The Role of Big Data Analytics in Accounting
Companies generate enormous amounts of data that need to be processed to produce readable insights and outcomes.
Big data analytics in accounting is a game-changer as it’s improving risk identification and real-time access to data and reporting.
More firms are increasingly adopting newer technologies to make them more efficient. This includes blockchain, artificial intelligence, machine learning, robotic process automation, data analytics, etc. The use of traditional accounting has disrupted the world of accounting, but with the onset of big data analytics, it has gone leaps and bounds, tapping into the untapped potential of any business.
Use Cases of Big Data Analytics in Accounting
Businesses accumulate tremendous amounts of data that could go into petabytes and zettabytes. The accounting function in any organization records all types of financial and non-financial transactions, collects them and analyzes them using predictive models to find actionable insights. Data analytics is all about making sense of the data received and thus, it takes away the hassle of traditional accounting. Let’s dive into why you would need to transition your business from using conventional to big data analytics.
1. Real-time Reporting
One of the biggest USPs of using big data analytics in accounting is its real-time reporting functionality. Most of the analytical tools available today are cloud-based, making real-time insights and reporting more accessible than ever. As big data deals with a trove of data, it crunches historical data in terabytes and even petabytes to find actionable insights.
2. Real-time Access
Another characteristic of using data analytics in accounting is real-time access. As it is cloud-based, it has the upper hand in timers of data visibility across different functions in an organization. It can be accessed concurrently, and different users can have different privileges for access.

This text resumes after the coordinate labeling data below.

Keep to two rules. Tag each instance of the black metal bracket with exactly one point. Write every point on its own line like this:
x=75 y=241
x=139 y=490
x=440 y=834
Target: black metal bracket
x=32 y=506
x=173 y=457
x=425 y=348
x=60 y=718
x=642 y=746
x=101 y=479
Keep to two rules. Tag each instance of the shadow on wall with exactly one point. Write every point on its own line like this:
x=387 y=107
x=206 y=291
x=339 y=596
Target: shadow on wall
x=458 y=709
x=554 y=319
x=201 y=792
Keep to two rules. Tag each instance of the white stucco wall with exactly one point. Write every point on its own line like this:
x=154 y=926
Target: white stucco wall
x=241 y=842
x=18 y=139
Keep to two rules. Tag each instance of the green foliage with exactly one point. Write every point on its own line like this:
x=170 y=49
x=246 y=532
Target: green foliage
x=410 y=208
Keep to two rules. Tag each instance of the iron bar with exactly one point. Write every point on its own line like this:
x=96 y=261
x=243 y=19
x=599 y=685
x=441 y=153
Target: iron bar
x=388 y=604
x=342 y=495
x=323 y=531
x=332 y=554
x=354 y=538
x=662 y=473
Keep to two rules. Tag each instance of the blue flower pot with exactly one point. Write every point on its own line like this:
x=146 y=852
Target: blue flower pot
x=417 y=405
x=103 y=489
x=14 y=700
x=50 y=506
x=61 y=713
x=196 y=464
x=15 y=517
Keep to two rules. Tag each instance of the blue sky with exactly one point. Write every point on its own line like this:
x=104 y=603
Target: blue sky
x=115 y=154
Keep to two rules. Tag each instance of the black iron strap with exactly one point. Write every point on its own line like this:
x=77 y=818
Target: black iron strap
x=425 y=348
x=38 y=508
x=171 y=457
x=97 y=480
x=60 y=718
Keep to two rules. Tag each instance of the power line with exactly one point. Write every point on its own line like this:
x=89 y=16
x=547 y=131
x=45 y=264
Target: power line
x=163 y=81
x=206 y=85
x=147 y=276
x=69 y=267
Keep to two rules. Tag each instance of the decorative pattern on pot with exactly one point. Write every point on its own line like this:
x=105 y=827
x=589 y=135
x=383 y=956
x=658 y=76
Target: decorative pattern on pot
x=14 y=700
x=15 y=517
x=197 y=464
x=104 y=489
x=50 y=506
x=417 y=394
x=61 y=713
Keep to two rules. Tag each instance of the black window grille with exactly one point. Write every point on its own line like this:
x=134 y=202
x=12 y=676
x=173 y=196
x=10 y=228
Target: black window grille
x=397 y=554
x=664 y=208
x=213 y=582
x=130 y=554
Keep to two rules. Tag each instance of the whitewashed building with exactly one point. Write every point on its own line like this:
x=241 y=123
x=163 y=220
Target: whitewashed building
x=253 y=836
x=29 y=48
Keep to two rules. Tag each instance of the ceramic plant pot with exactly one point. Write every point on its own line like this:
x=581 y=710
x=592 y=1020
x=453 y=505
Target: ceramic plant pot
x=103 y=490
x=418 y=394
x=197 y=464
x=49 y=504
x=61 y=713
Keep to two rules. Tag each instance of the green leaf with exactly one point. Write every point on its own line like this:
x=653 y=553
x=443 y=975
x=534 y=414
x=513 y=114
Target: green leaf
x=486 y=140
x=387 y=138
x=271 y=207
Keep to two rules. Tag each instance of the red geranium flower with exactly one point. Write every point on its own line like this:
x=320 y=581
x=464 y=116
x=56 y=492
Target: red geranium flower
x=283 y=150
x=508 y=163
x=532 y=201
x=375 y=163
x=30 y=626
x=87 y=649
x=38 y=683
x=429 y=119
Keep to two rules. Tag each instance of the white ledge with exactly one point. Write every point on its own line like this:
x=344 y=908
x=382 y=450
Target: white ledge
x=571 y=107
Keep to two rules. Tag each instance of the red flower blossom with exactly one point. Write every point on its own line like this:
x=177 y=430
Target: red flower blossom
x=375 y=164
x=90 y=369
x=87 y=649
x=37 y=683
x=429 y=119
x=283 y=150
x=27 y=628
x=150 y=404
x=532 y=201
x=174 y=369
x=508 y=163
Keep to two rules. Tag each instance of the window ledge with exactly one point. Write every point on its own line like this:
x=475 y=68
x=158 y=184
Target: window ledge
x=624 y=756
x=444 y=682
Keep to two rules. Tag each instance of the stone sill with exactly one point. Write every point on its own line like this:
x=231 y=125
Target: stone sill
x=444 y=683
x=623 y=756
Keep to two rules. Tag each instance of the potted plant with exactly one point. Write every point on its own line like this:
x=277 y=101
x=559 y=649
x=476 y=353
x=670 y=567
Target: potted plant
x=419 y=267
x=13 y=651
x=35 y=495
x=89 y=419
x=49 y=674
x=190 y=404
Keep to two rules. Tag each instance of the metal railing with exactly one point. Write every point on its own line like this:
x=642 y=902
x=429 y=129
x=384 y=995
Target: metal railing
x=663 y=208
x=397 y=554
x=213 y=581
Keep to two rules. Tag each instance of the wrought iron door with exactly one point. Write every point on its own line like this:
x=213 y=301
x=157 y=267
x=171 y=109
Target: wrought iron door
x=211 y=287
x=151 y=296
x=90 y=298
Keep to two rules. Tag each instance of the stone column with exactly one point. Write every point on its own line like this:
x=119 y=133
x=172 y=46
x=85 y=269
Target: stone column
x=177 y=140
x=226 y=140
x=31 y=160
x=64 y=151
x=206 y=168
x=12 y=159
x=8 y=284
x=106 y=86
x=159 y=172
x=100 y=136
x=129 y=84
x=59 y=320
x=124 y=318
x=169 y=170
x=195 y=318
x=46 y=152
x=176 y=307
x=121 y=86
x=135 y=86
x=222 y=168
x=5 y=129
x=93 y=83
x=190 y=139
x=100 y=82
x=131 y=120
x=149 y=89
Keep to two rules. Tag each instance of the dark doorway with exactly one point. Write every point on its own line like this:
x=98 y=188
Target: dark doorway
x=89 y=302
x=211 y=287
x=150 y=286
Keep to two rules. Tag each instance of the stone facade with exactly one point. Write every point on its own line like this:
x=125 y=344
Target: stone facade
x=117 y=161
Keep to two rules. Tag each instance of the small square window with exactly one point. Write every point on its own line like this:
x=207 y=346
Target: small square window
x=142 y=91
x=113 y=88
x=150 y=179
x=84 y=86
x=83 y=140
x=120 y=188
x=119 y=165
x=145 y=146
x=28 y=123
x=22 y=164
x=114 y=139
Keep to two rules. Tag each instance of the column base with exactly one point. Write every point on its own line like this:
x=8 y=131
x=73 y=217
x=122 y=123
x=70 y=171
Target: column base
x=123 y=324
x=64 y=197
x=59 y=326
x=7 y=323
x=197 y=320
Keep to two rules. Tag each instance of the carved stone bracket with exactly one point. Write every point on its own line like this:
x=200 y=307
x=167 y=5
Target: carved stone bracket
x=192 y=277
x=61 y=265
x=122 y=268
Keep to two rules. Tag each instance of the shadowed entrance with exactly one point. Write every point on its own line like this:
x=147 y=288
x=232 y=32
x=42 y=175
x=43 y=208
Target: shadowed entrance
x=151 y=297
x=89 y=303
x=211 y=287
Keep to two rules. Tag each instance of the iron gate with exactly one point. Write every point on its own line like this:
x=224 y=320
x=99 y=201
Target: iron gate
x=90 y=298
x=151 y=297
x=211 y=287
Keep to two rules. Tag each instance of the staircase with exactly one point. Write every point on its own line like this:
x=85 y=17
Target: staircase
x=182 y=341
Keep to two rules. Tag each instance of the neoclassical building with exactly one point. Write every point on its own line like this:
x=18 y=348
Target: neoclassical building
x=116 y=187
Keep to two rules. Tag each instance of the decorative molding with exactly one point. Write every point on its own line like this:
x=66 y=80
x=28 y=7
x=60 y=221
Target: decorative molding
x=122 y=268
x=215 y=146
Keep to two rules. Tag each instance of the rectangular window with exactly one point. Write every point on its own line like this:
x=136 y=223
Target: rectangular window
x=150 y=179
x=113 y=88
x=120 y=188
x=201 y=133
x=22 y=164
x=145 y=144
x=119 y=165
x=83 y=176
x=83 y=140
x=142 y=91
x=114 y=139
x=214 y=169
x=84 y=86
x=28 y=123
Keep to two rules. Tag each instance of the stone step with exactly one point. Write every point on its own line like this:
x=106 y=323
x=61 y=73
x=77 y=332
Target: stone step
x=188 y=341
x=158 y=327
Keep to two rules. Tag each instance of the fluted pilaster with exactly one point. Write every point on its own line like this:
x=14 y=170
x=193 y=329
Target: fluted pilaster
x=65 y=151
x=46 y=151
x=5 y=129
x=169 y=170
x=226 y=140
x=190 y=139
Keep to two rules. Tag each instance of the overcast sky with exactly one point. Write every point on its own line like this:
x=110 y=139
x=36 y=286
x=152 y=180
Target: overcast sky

Apart from that, the data syncs so that the changes made in one node are easily accessible on other nodes. This improved access to information in real-time with transparency makes decision-making easier.
3. Risk Identification and Mitigation
Certain risk factors can prevent a business from outperforming the revenue it hit last quarter or against the rival. Big data can help find risks associated with financial services, such as the supply chain, fraudulent transactions or activities, liquidity, data breach, etc. Businesses can use all the data and add it to various algorithms to anticipate or predict possible outcomes or track fraudulent activities in the books. As accountants can now find errors and risks sooner, the chances of propagating from the point of no return diminish.
4. Data Visualization
Making sense of voluminous data is impossible without using tools such as Tableau. It is a heavily used data visualization tool for big data as it helps find the flow, pattern and irregularities in the dataset. Analyzing the visualized data can assist in making business decisions and strategies needed to adhere to in the future.
Big data analytics in accounting can be a significant driving force toward many use cases. It includes predicting sales performance on food, travel, hospitality and others across different data sources, such as Booking.com, Yelp, etc. It can reduce downtime and operational costs thanks to monitoring IoT sensor data.
Companies can use data analytics in accounting to zero fraudulent activities. Optimizing labor and staff requirements is another chunk of issue that can be curbed using big data based on prediction analysis.
Organizations worldwide are leveraging the power of big data analytics in accounting over the traditional approach. It is because of the many benefits that it brings to the table, including real-time data access and reporting, data visualization, data audits, and others.